In this talk, we will revisit the classical regret-minimization problem in the multi-armed bandit setting. This problem has been well studied when the arm distributions are restricted to have either bounded support or belong to a single parameter exponential family (distributions characterized by 1 parameter, for example, Gaussian with fixed variance, Bernoulli distributions, Poisson distributions, etc.). However, in many applications, the underlying arm distributions fail to satisfy these simplifying assumptions. We will consider a much general class of arm distributions and work with a weaker assumption that the moments of order $(1 + \epsilon)$ are uniformly bounded by a known constant B, for some given $\epsilon > 0$. We will look at an optimal algorithm that matches the lower bound exactly in the in the first-order term.

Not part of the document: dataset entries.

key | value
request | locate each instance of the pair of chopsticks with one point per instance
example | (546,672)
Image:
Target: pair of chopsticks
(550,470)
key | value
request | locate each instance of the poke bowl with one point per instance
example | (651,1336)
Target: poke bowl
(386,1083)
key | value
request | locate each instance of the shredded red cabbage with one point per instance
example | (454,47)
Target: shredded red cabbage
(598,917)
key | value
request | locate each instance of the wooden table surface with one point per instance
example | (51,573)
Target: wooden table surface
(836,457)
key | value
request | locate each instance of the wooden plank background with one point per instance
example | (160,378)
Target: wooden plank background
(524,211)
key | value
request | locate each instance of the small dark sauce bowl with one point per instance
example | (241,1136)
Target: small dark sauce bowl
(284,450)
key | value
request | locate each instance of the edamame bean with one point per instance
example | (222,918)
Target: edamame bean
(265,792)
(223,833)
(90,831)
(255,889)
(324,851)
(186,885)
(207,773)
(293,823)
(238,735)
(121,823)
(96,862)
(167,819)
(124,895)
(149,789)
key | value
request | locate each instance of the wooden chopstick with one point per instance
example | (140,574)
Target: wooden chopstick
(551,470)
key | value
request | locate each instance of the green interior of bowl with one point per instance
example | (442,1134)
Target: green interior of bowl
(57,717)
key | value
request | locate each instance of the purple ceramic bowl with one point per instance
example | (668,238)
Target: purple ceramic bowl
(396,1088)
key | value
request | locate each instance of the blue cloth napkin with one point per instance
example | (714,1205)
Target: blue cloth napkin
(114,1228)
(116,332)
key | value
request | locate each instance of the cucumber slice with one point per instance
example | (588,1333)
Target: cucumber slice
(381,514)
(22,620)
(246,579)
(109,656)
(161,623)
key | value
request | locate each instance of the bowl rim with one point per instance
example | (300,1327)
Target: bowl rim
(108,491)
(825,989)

Regret-minimization algorithms typically rely on constructing tight confidence intervals for means of the underlying distributions. We will also look at new anytime-valid confidence intervals for means, which are based on the empirical likelihood principle. Algorithms using the MGF-based concentration of the empirical mean for bounded support distributions (Auer et al., 2002), or of the robust estimators for mean, like the truncated empirical mean in the case of heavy-tailed distributions (Bubeck et al., 2013), exist in the literature. We will see exactly where the framework of the optimal algorithm gains over these existing algorithms that use MGF-based confidence intervals for the mean.
If time permits, we will also look at a mixture-martingale-based proof for the validity of the proposed confidence intervals.
This talk is based on joint work with Sandeep Juneja and Wouter M. Koolen (the paper can be found here). I will not assume any prerequisites beyond a basic understanding of probability theory.